Ongoing performance management is touted as the next big thing in the world of business and human resources. It’s the strategy used by leading companies across the globe, including Google, Deloitte and Accenture. These and other organizations are ditching annual reviews and ratings systems for frequent feedback sessions without ranks or grades. But how much of the conversation surrounding ongoing performance management is hype, and how much is true?
The Center for Effective Organizations surveyed over 200 different businesses to see just how such companies and their employees react to new performance management techniques. Specifically, the Center studied how organizations use ongoing performance feedback, rating-free reviews and crowd-sourced feedback. It found that the majority of organizations – 237 out of 244, or 97 percent – used ongoing feedback as the groundwork for their revitalized performance management strategy.

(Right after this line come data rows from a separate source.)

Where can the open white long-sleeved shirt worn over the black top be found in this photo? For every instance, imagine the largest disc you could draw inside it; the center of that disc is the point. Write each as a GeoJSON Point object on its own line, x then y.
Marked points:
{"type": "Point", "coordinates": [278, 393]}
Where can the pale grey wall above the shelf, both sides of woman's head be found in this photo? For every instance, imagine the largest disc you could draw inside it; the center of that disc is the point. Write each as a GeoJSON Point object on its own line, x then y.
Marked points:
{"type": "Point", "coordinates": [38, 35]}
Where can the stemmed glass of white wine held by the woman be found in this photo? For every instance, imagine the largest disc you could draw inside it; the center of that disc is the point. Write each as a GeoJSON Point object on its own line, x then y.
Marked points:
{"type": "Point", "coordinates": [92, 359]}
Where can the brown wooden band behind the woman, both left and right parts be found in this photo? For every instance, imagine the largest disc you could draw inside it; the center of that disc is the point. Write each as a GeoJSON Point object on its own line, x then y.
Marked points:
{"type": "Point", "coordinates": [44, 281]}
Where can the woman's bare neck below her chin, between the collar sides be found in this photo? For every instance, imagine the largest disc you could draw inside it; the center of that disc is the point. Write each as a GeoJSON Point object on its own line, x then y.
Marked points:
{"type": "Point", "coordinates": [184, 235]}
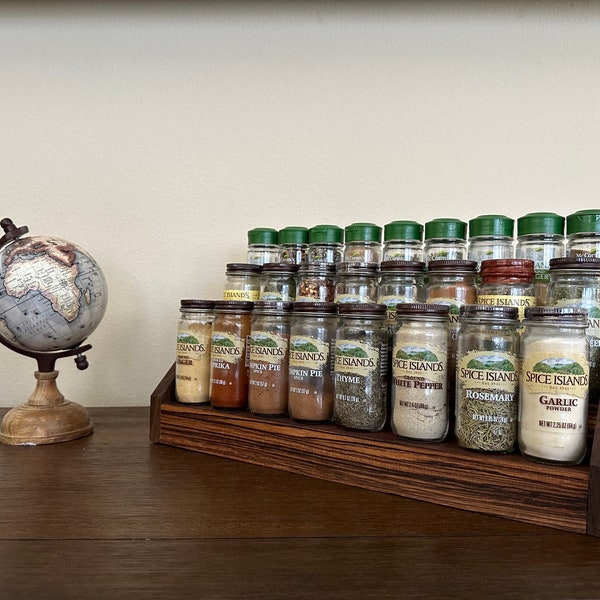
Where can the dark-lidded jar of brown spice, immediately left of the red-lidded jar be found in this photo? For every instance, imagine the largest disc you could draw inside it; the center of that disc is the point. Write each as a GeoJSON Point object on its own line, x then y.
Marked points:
{"type": "Point", "coordinates": [453, 284]}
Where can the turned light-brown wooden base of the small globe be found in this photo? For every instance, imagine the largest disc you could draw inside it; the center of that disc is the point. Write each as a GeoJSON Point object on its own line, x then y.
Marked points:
{"type": "Point", "coordinates": [46, 418]}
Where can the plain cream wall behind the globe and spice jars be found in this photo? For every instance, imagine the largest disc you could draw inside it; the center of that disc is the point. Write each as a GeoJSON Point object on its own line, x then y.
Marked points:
{"type": "Point", "coordinates": [155, 136]}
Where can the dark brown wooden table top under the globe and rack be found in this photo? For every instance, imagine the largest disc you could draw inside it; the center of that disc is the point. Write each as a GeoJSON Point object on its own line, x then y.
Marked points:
{"type": "Point", "coordinates": [112, 515]}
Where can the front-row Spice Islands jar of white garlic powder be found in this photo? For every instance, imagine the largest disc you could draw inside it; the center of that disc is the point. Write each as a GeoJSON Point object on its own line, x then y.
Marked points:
{"type": "Point", "coordinates": [554, 385]}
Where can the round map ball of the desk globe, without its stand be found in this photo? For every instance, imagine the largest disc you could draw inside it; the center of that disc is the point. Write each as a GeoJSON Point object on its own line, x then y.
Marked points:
{"type": "Point", "coordinates": [52, 294]}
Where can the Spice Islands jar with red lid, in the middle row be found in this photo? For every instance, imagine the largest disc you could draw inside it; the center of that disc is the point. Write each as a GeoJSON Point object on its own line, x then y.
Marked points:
{"type": "Point", "coordinates": [507, 282]}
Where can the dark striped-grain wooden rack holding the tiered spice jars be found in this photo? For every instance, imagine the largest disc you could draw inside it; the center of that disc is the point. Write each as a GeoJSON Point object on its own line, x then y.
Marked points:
{"type": "Point", "coordinates": [512, 487]}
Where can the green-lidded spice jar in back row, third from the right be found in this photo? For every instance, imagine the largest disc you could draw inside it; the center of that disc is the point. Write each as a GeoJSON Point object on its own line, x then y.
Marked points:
{"type": "Point", "coordinates": [491, 236]}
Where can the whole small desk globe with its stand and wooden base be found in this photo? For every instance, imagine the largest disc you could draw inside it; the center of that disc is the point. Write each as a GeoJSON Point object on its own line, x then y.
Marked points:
{"type": "Point", "coordinates": [52, 297]}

It’s not hard to imagine why – when compared to the other three, ongoing performance management has the fastest impact and is most easily observed by employees. By switching from an annual review to frequent check-ins, businesses make it evident they’re looking for a way to improve employee development. What’s more, they can take steps to improve and reward performance in real time rather than waiting for a meeting scheduled once every year. In fact, this real-time aspect was one of the primary reasons the companies surveyed switched to cutting-edge performance management strategies.
Why Ongoing Performance Management Works
The trend of switching from older performance development™ methods to modern management techniques is apparent, but is it working? In short, yes. Survey respondents said using ongoing feedback and other methods enabled them to better provide useful observations and improve employees’ skills and performance. This is perhaps the biggest benefit of modern performance management styles. By holding regular conversations with individuals and eliminating the anxiety-inducing performance ratings, employees can easily accept and apply the feedback they receive. They and their managers become more engrossed in their development, and the recurring check-ins and progress evaluations lead to greater productivity overall.

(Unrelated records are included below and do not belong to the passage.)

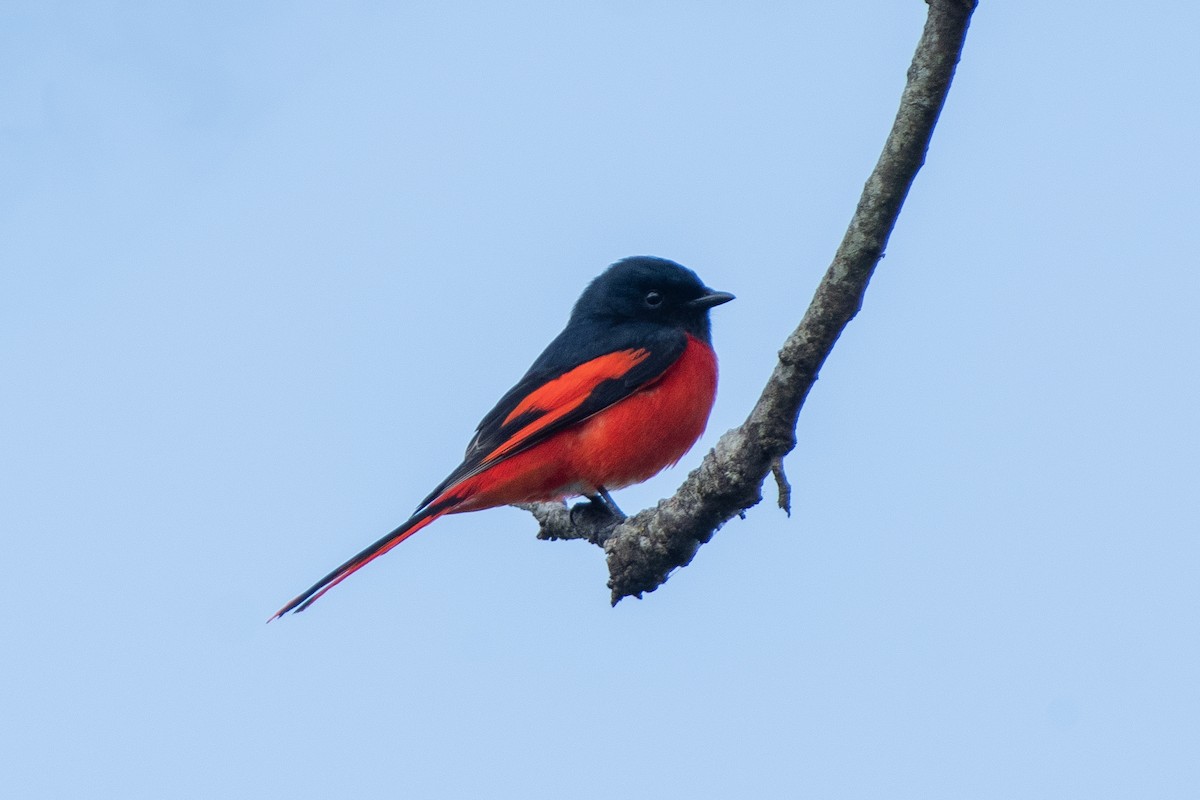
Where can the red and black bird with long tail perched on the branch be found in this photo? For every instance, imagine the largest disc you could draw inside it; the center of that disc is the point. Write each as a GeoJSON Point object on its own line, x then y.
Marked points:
{"type": "Point", "coordinates": [623, 393]}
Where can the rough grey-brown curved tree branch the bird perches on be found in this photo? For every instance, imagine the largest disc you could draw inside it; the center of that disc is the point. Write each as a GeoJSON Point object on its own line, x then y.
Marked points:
{"type": "Point", "coordinates": [645, 549]}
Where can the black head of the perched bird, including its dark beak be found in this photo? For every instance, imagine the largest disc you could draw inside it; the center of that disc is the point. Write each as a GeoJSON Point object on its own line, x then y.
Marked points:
{"type": "Point", "coordinates": [653, 291]}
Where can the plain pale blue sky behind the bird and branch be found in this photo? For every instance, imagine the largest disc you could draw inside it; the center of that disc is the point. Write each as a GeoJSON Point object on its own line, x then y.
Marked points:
{"type": "Point", "coordinates": [263, 267]}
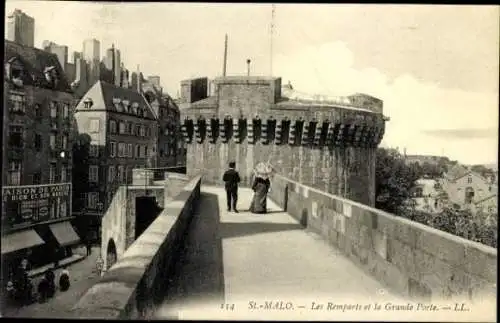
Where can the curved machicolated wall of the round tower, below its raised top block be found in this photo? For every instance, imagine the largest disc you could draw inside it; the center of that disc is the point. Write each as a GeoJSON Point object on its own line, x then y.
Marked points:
{"type": "Point", "coordinates": [344, 166]}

There are many real-life examples of how ongoing performance management produces great results. One of the most recent is at SAP, an international software company. According to Human Resources Director Magazine, SAP’s recently launched performance management strategy, known as SAP Talk, leads to high-quality conversations among 90 percent of the first employees to adopt it. SAP Talk began in Australia in May 2016, and the company hopes to bring the method worldwide in 2017.
In just a few short years, ongoing performance management spread rapidly across the business landscape. Still, this brief period is just enough time for companies to see improvement and grow satisfied with the strategy’s results.